Worin liegen die Ursachen?
Nein, diese Zeilen wollen keine große Analyse sein. Ich will Dich nur mal fragen, ob Du Deinen Herrn noch lieb hast. Wie drückt sich Deine Liebe zu IHM aus? Singst und redest Du auch sehr viel von Deiner Liebe? Die Gebete können gar nicht lang genug sein. Aber wenn es darauf ankommt - darf ich das mal so sagen -, dann drückst Du Deinem himmlischen Herrn den Pensionsschlüssel in die Hand und sagst: Ich hab noch so einen Teddybär — Das ist doch unnormal. Mir geht es überhaupt nicht darum, dass du irgend etwas nicht tun darfst oder jemand etwas von dir verlangt. Sondern ich will Dich nur fragen, ob Du wirklich begriffen hast, dass da jemand ist, der Dich wirklich liebt. Ja, der sogar für Dich gestorben ist. Und dann ist es doch einfach unhöflich, wenn Du diesen Herrn mit irgendwelchen Reden abspeist, aber Ihm durch Dein Verhalten überhaupt nicht zeigst, dass Du ihn tatsächlich liebst. Die Kochrezepte im obigen Beispiel waren sicher gut gemeint, aber es wäre doch viel schöner gewesen, wenn die Frau für den Mann wirklich gekocht hätte...

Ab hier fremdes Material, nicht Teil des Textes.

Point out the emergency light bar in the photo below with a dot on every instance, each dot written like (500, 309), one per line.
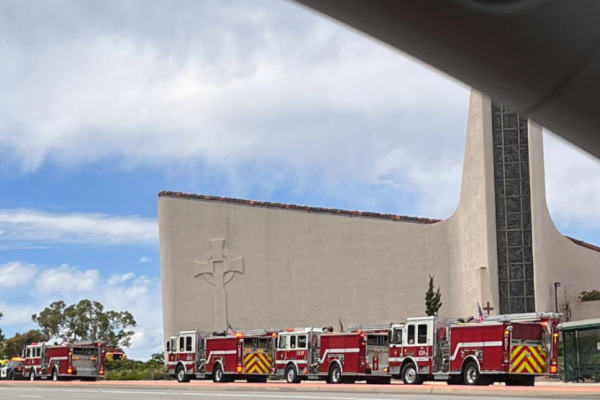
(526, 317)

Und jetzt wartet dieser wunderbare Herr auf ein kleines bisschen Gegenliebe, Er dürstet förmlich danach. Und sobald Du anfängst, Ihm zu zeigen, dass Du Ihn auch liebhast, dann wirst Du ein tiefes inneres Glück erleben. Der Herr Jesus verheißt denen, die Sein Joch aufnehmen und von Ihm lernen wollen, dass sie Ruhe finden werden für ihre Seelen. Keine Zweifel, keine Ängste, sondern der Genuss der Zuneigung des Herrn. Welchen tiefen Frieden mag Johannes, der so oft als der Jünger bezeichnet wird, "den Jesus liebte", an der Brust Jesu genossen haben - ein Platz, den der Herr Jesus für Dich reserviert hat.
Die Gläubigen in Ephesus hatten nach Offenbarung 2 ihre erste Liebe verlassen sie hatten wieder einen "Teddybär" —- und das hat den Herrn so geschmerzt, dass Er es ihnen sehr ernst sagen musste.
Meinst Du nicht, es würde mit uns Christen wieder etwas besser, wenn wir unseren Herrn Jesus ein bisschen mehr lieben würden? Vielleicht sitzt Du in den Gemeindezusammenkünften schon jahrelang in der vorletzten Reihe - da ist man so schön anonym -, und der Herr hat noch nie aus Deinem Mund ein Dankeschön gehört. Vielleicht beeindruckt es Dich auch gar nicht mehr, wenn Du mit anderen Gläubigen zusammen bist, und der Herr redet durch einen Bruder zu Dir - es kommt gar nicht mehr an.
Denk heute Abend einfach mal in Ruhe über Deine Liebe zu Deinem himmlischen Herrn nach.